Perception, Understanding and Reasoning, A Multimodal Benchmark for Video Fake News Detection
Cui Yakun, Fushuo Huo, Weijie Shi, Juntao Dai, Hang Du, Zhenghao Zhu, Sirui Han, Yike Guo
TL;DR
This paper tackles video fake news detection by introducing MVFNDB, a process-oriented benchmark designed to evaluate perception, understanding, and reasoning in multimodal large language models (MLLMs). It presents MVFND-CoT, a framework that jointly reasons over creator-added content and original shooting footage, and analyzes how video processing choices and feature alignment impact detection performance. Empirical analysis on the FakeSV dataset reveals discriminative cues in color, text layout, and footage types to motivate targeted tasks, while the benchmark itself provides data curation, task definitions, and diverse evaluation metrics. Experimental results across six MLLMs show that model scale and processing strategies interact with task type, with Gemini-2.5-Flash achieving leading performance and chain-of-thought prompting yielding notable gains, especially for larger models, underscoring the benchmark's value for guiding MVFND development.
Abstract
The advent of multi-modal large language models (MLLMs) has greatly advanced research into applications for Video fake news detection (VFND) tasks. Traditional video-based FND benchmarks typically focus on the accuracy of the final decision, often failing to provide fine-grained assessments for the entire detection process, making the detection process a black box. Therefore, we introduce the MVFNDB (Multi-modal Video Fake News Detection Benchmark) based on the empirical analysis, which provides foundation for tasks definition.
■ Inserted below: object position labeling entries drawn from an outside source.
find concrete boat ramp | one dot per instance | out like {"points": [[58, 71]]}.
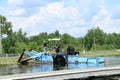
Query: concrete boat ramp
{"points": [[66, 74]]}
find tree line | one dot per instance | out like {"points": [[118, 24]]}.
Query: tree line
{"points": [[95, 39]]}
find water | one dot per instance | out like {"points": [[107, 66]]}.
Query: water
{"points": [[31, 68]]}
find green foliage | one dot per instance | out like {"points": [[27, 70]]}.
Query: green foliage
{"points": [[95, 39]]}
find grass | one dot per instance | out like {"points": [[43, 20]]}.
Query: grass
{"points": [[101, 53], [13, 60]]}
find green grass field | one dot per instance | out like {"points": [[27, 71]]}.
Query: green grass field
{"points": [[13, 60]]}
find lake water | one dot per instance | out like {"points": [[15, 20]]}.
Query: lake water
{"points": [[31, 68]]}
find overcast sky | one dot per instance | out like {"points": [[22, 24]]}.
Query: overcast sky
{"points": [[74, 17]]}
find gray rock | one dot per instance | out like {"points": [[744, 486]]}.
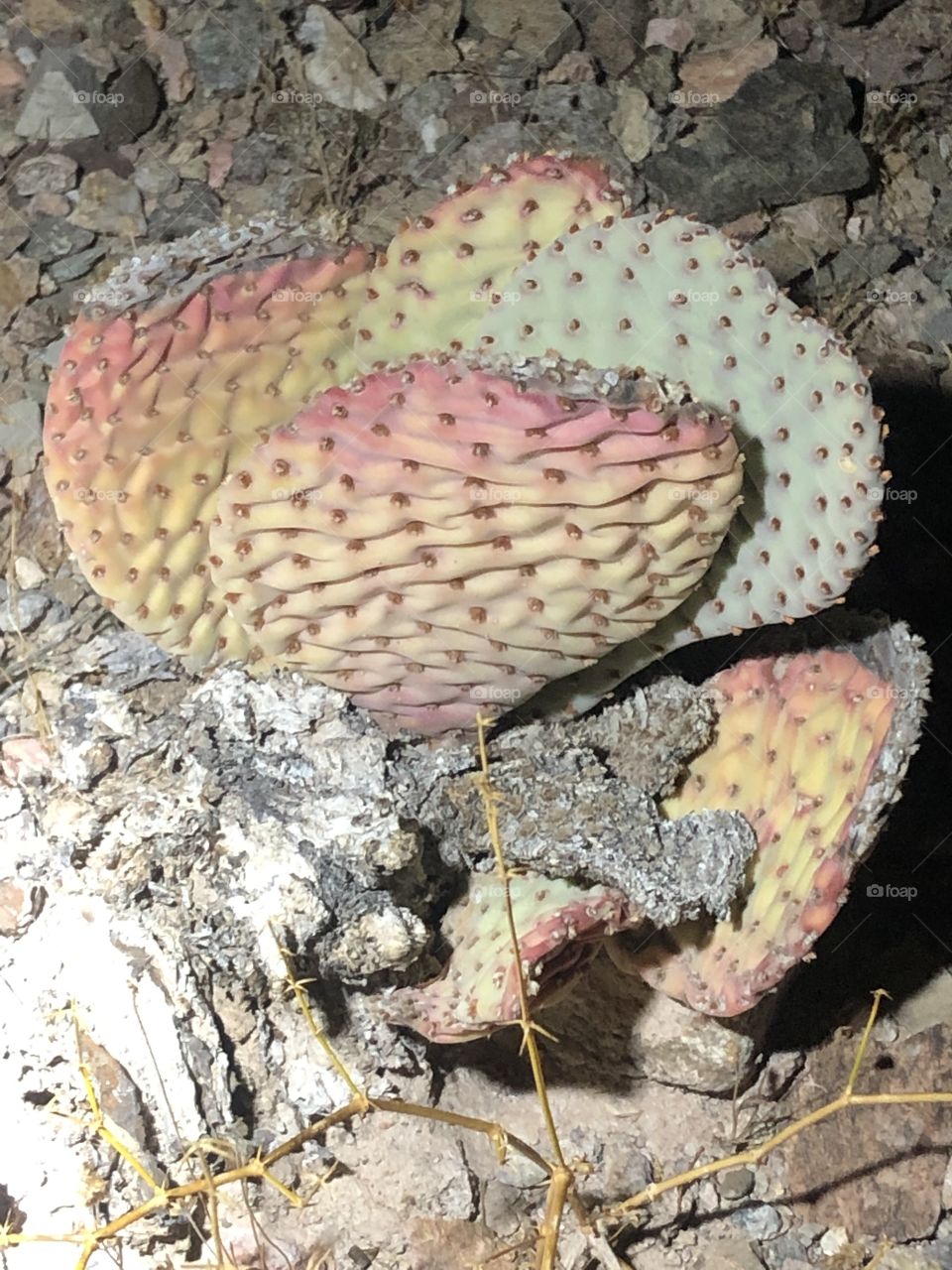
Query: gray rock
{"points": [[760, 1220], [225, 51], [193, 207], [19, 435], [50, 173], [75, 266], [22, 610], [539, 30], [155, 178], [728, 1255], [109, 204], [735, 1184], [135, 105], [54, 238], [615, 31], [59, 98], [914, 1259], [782, 137], [416, 44], [675, 1046], [338, 67], [558, 105]]}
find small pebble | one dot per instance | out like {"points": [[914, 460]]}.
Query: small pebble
{"points": [[735, 1184], [760, 1220]]}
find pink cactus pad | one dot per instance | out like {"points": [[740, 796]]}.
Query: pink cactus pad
{"points": [[797, 742], [145, 417], [443, 540], [560, 929], [436, 280]]}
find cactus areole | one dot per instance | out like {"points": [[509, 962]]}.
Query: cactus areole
{"points": [[537, 444]]}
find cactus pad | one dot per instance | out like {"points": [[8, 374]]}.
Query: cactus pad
{"points": [[440, 540], [560, 928], [433, 286], [675, 298], [797, 743], [146, 416], [155, 405]]}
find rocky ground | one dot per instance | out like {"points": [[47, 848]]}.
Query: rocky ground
{"points": [[153, 846]]}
The benchmark comprises 10 tasks and is meticulously crafted to probe MLLMs' perception, understanding, and reasoning capacities during detection, featuring 9730 human-annotated video-related questions based on a carefully constructed taxonomy ability of VFND. To validate the impact of combining multiple features on the final results, we design a novel framework named MVFND-CoT, which incorporates both creator-added content and original shooting footage reasoning. Building upon the benchmark, we conduct an in-depth analysis of the deeper factors influencing accuracy, including video processing strategies and the alignment between video features and model capabilities. We believe this benchmark will lay a solid foundation for future evaluations and advancements of MLLMs in the domain of video fake news detection.